FTC Cracks Down on Car Warranty Robocalls

Robocalls are a scourge and the Federal Trade Commission today took action against them by asking a federal court to shut down companies that have been bombarding consumers with hundreds of millions of allegedly deceptive robocalls in an effort to sell vehicle service contracts.

According to the FTC, the robocalls have prompted tens of thousands of complaints from consumers who are either on the Do Not Call Registry or asked not to be called. Five telephone numbers associated with the defendants have generated a total of 30,000 Do Not Call complaints. Consumers received the robocalls at home, work, and on their cell phones, sometimes several times in one day. Businesses, government offices and even 911 dispatchers also have been subjected to the calls, the FTC said.

The FTC complaint names as defendants Voice Touch and two of its principals, James and Maureen Dunne. It also names a company affiliated with Voice Touch called Network Foundations and a principal in that company, Damian Kohlfeld. The second complaint names Transcontinental Warranty, which sells extended auto warranties, and the company's president and CEO, Christopher Cowart.

In its complaints, the FTC said the companies are operating a massive telemarketing scheme that uses random, pre-recorded phone calls to deceive consumers into thinking that their vehicle's warranty is about to expire. Consumers who respond to the robocalls are pressured to purchase extended service contracts for their vehicles, which the telemarketers falsely portray as an extension of the manufacturer's original warranty.

Specifically the FTC said those who answer the pre-recorded calls hear a message telling them that their vehicle warranty is about to expire and that they should "extend coverage before it is too late." They are told to "press one" to speak to a "warranty specialist." The "specialists" then mislead consumers into believing that their company is affiliated with the dealer or manufacturer of the consumer's vehicle. They try to sell consumers a service contract for between $2,000 and $3,000, which they falsely portray as an extension of the vehicle's original warranty. The seller of extended auto warranties sued by the FTC allegedly took in more than $10 million on the sale of these deceptively marketed service contracts.

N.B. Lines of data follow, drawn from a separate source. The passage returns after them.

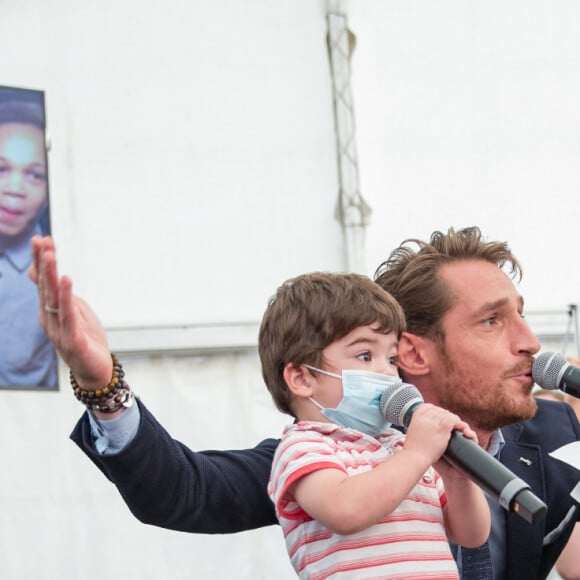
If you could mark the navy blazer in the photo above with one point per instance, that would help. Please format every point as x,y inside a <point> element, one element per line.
<point>166,484</point>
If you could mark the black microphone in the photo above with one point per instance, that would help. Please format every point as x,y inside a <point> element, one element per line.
<point>552,371</point>
<point>398,403</point>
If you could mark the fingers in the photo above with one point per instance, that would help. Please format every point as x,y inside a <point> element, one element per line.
<point>43,273</point>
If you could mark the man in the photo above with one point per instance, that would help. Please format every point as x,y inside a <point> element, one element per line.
<point>467,349</point>
<point>27,358</point>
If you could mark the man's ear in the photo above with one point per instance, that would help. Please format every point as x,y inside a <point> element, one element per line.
<point>412,355</point>
<point>298,379</point>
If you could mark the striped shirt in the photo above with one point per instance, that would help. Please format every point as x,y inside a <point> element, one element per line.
<point>410,543</point>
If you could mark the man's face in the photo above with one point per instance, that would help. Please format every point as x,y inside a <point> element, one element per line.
<point>482,371</point>
<point>23,190</point>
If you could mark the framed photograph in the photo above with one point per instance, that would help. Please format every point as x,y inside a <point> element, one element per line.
<point>27,358</point>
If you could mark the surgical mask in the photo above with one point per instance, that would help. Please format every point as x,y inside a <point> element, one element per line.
<point>359,407</point>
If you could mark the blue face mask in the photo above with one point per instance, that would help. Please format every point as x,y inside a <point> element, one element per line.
<point>359,406</point>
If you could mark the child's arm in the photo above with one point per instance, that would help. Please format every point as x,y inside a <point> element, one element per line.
<point>466,513</point>
<point>347,504</point>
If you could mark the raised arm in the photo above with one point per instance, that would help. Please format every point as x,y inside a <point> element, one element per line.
<point>162,481</point>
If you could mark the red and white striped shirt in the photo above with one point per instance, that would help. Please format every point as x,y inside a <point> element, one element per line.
<point>410,543</point>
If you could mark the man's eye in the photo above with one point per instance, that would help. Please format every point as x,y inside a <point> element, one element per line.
<point>35,175</point>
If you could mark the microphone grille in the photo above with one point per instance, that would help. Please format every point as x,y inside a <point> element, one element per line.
<point>547,369</point>
<point>396,401</point>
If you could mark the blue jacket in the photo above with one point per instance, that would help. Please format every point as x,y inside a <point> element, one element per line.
<point>166,484</point>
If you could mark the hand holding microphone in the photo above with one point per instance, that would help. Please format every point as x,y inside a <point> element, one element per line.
<point>399,402</point>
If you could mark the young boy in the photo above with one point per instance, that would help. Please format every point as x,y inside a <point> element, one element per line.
<point>355,497</point>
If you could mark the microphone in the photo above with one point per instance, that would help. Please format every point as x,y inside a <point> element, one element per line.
<point>552,371</point>
<point>398,403</point>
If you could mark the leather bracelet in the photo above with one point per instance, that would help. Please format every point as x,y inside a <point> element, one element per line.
<point>110,398</point>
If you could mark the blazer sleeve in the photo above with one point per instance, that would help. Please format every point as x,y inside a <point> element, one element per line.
<point>166,484</point>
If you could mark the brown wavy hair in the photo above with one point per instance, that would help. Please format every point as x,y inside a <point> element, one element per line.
<point>410,274</point>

In their robocalls, the FTC said the companies dial every phone number within a particular area code and prefix sequentially, without knowing anything about the vehicles of the consumers they call, or whether those consumers' numbers are on the Do Not Call Registry. Consumers who asked that the calls be stopped often were met with "abusive behavior" or were simply hung up on, according to the papers filed with the court.

Some of the defendants used offshore shell corporations to try to avoid scrutiny, and a top officer in the telemarketing company bragged to prospective clients that he could operate outside the law without any chance of being caught by the FTC, the papers stated. This defendant also claimed that he makes 1.8 million dials per day and that he had done more than $40 million worth of dialing for extended warranty companies, including one billion dials on behalf of his largest client, according to the court papers filed by the FTC.

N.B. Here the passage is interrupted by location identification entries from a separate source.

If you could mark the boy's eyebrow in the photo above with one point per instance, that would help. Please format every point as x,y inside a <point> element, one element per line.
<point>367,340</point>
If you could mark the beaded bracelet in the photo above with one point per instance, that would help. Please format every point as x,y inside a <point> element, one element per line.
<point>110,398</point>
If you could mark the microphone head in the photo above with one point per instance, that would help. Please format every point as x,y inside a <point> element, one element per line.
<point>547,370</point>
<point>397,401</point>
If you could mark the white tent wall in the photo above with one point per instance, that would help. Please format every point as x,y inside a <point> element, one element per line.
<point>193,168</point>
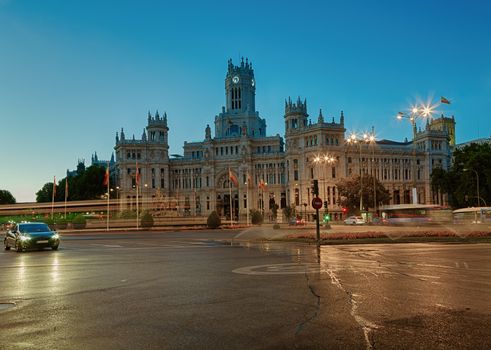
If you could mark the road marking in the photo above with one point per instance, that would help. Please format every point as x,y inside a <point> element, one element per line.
<point>278,269</point>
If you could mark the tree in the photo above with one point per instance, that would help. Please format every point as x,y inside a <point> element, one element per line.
<point>460,182</point>
<point>289,212</point>
<point>45,193</point>
<point>6,197</point>
<point>349,192</point>
<point>87,184</point>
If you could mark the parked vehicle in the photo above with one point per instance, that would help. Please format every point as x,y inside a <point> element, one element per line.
<point>31,235</point>
<point>354,220</point>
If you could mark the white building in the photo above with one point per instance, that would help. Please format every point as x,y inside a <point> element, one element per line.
<point>269,169</point>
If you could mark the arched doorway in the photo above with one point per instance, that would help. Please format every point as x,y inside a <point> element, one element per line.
<point>225,206</point>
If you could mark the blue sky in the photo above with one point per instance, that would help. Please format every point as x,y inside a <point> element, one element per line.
<point>72,73</point>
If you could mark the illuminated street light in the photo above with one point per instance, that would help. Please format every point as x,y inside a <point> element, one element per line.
<point>353,140</point>
<point>324,160</point>
<point>477,186</point>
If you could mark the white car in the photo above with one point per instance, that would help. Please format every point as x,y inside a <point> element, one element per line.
<point>354,220</point>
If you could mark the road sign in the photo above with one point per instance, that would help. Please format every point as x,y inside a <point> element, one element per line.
<point>316,203</point>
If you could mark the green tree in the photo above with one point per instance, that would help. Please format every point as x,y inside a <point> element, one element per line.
<point>45,194</point>
<point>289,212</point>
<point>6,197</point>
<point>349,192</point>
<point>87,184</point>
<point>460,182</point>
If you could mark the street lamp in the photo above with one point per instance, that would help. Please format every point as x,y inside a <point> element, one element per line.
<point>477,186</point>
<point>324,160</point>
<point>355,139</point>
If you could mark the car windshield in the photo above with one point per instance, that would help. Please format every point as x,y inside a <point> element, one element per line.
<point>29,228</point>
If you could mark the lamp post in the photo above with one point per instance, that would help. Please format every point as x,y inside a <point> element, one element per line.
<point>415,113</point>
<point>324,161</point>
<point>371,141</point>
<point>477,186</point>
<point>354,139</point>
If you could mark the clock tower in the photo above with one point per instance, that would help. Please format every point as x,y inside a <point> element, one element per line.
<point>239,116</point>
<point>240,88</point>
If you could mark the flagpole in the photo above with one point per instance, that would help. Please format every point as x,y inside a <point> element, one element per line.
<point>66,193</point>
<point>137,199</point>
<point>108,194</point>
<point>247,200</point>
<point>53,197</point>
<point>230,194</point>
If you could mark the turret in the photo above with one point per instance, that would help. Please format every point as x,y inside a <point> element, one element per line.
<point>295,114</point>
<point>240,87</point>
<point>157,129</point>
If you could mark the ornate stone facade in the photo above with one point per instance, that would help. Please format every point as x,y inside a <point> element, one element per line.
<point>269,169</point>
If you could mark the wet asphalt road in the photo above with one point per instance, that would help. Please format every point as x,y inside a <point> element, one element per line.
<point>195,290</point>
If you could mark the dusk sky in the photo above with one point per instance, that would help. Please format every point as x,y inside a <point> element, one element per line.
<point>72,73</point>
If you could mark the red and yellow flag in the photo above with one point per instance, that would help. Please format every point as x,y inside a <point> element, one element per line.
<point>262,185</point>
<point>54,187</point>
<point>106,177</point>
<point>233,178</point>
<point>137,176</point>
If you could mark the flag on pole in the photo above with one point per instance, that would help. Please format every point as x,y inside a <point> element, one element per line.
<point>444,100</point>
<point>54,188</point>
<point>106,176</point>
<point>249,179</point>
<point>262,185</point>
<point>66,192</point>
<point>233,178</point>
<point>137,176</point>
<point>53,197</point>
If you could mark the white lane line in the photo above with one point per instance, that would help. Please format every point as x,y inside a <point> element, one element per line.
<point>366,325</point>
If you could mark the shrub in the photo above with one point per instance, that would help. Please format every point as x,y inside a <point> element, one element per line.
<point>147,220</point>
<point>214,220</point>
<point>79,222</point>
<point>256,217</point>
<point>128,214</point>
<point>50,222</point>
<point>61,223</point>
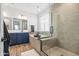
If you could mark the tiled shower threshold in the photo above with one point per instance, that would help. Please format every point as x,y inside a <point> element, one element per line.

In addition to the robocalls, the FTC charged that the company selling the warranties mails out deceptive postcards to consumers, warning them about the imminent expiration of their auto warranties. The postcards are designed to mislead consumers into believing that they are being contacted by their dealer or manufacturer, and the postcards offer consumers the chance to "renew" their original warranties.

The complaints charge that the defendants' deceptive practices violate the FTC Act, and that the defendants also have violated the FTC's Telemarketing Sales Rule ("TSR") by calling consumers whose numbers were on the National Do Not Call Registry. The complaints further charge that the defendants violate the TSR by calling consumers who previously had asked not to be called; by concealing their phone numbers so they would not show up on caller ID, a practice known as spoofing; by failing to identify themselves to the consumers they called; and by failing to disclose that the call was a sales pitch.

The FTC is asking the court for Temporary Restraining Orders that would halt the illegal practices while the cases proceed, impose an asset freeze on all the defendants, and put two of the corporate defendants under the control of court-appointed receivers. The agency also is seeking a permanent injunction that would force the defendants to give up their ill-gotten gains so they can be used for consumer redress. The FTC said AT&T Mobility and Verizon Wireless helped in the investigation.